# Tarragona /Salou



## Townfanjon (Jan 2, 2016)

Hi everyone, we continue our regular trips to Spain and will be looking to spend some time at the Tarragona , Salou area , around May next year , 
To pick your brains , what are your thoughts about the area good and bad . 

Thank you in advance for any replys


----------



## Chopera (Apr 22, 2013)

Salou is almost entirely dedicated to tourism and good for family holidays. It has a large, clean and sandy beach, with plenty of activities and attractions, a couple of good campsites, and the Port Aventura amusement park. However if you are not after a beachy holiday then I can't see the point in going there. There's not much else.

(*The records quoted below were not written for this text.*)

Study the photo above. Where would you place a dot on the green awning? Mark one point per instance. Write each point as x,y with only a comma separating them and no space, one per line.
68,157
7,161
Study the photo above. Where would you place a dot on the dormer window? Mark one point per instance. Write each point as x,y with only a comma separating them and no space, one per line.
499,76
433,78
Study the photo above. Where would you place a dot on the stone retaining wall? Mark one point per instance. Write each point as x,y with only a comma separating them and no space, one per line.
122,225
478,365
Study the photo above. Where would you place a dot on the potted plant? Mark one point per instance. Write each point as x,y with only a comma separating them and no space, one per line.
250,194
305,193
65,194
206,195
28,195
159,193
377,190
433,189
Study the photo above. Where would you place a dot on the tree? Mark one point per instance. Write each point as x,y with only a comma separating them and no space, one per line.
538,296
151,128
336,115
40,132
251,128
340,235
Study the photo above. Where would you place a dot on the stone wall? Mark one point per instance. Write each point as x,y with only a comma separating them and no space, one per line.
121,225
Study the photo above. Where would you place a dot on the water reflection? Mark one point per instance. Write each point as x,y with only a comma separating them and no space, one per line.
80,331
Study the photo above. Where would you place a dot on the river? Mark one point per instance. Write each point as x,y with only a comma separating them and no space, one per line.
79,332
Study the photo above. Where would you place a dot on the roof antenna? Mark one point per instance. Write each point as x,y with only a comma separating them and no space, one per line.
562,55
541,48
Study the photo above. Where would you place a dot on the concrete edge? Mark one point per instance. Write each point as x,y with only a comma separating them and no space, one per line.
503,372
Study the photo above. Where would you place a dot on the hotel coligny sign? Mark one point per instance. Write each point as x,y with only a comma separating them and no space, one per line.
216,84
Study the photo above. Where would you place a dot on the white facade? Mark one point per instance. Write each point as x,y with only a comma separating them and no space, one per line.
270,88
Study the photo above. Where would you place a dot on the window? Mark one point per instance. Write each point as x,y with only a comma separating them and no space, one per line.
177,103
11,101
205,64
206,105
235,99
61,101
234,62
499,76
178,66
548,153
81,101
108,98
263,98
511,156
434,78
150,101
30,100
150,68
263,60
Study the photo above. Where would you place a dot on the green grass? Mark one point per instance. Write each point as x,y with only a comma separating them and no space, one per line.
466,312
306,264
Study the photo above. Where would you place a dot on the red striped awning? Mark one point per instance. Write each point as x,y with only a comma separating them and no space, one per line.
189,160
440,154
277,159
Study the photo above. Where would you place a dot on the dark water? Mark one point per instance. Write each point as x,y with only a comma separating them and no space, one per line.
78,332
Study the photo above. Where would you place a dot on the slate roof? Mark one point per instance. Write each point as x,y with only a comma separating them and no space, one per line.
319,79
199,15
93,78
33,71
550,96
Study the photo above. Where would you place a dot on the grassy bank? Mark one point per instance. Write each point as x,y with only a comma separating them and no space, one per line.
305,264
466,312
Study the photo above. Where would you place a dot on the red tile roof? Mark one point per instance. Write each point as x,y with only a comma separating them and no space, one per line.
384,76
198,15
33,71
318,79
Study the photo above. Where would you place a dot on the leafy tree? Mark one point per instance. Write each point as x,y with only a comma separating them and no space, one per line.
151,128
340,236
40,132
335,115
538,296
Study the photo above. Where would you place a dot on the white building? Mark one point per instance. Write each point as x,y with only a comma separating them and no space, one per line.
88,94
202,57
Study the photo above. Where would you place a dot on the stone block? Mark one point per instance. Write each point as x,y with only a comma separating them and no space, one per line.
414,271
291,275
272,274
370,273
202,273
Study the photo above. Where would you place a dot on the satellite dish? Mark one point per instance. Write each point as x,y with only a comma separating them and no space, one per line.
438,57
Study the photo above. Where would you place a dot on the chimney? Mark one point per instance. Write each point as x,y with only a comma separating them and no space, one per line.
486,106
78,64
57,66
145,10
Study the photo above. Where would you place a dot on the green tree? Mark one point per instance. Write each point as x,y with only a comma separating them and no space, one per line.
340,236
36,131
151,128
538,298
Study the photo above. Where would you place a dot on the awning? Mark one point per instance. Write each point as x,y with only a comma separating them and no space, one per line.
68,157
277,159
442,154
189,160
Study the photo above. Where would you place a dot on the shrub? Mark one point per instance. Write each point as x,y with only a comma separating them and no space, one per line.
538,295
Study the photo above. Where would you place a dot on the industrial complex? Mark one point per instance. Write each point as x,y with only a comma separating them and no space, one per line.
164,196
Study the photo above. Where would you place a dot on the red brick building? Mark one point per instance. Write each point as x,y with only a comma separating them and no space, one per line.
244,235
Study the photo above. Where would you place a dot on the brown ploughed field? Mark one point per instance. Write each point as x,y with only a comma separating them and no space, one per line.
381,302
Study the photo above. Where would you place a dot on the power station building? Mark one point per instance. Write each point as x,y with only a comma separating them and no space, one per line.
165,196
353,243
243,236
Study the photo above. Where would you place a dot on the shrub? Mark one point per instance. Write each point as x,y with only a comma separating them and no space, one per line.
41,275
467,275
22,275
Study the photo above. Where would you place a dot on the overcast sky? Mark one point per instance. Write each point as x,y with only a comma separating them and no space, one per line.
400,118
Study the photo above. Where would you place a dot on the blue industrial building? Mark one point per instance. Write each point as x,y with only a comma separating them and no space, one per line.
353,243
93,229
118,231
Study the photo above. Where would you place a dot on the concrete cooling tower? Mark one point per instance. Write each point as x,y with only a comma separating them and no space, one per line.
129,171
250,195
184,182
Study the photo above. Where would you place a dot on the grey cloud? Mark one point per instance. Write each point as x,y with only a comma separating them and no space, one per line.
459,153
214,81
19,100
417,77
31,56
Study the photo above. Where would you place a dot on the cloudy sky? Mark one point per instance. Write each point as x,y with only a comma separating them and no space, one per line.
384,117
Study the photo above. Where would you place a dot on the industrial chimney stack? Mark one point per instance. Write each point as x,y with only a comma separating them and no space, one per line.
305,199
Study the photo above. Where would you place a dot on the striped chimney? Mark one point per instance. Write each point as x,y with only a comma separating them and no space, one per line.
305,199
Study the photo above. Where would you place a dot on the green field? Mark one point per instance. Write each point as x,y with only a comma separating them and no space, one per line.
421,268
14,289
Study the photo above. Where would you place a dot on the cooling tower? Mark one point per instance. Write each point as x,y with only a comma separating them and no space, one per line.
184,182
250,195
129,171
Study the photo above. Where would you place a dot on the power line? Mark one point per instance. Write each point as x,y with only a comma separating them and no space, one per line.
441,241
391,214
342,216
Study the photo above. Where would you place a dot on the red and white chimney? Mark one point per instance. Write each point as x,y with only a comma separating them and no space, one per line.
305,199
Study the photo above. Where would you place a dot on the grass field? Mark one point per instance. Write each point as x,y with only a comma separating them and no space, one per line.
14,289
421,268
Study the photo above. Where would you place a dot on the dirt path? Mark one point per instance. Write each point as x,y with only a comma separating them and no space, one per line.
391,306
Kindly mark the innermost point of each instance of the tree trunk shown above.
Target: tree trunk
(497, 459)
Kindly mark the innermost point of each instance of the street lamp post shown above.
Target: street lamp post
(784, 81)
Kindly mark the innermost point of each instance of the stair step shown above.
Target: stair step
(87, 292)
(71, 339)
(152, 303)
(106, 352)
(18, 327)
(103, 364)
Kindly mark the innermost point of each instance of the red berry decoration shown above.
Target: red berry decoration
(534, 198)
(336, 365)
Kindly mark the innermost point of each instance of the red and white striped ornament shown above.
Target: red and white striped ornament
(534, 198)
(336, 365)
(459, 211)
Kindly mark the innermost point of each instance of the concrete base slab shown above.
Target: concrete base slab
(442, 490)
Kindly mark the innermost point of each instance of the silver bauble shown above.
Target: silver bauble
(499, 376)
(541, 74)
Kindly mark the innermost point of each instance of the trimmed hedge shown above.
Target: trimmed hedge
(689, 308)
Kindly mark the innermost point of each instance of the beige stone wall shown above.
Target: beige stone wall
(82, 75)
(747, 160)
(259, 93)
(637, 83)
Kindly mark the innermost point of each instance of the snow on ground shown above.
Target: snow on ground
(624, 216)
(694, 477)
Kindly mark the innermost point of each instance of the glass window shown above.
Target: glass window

I went to Tarragona (the city) for a day trip about 15 years ago. Apart from the Roman amphitheatre I was disappointed.


----------



## Pesky Wesky (May 10, 2009)

Tarragona - great place. Met my husband there and in September we celebrated 26 years of marriage 
Tarragona's not a bad place to live, although personally I wouldn't want anything to do with Catalonia while the independence issue is going on and it's not likely to calm down for a few years! For a holiday, it's quiet - Barcelona's near, and Salou, but make sure you don't go when there's the British University "sports" week...


----------



## francophile51 (Sep 19, 2017)

I have had a few golf holidays in the area in early Spring - late March early April .Stayed in Salou once and I have never known a place to be so dead in the evening. Struggled to find somewhere to eat walking miles along a deserted "paseo". Cambrils nearby is a complete contrast - a living Spanish town but very much that - not an expat enclave.


----------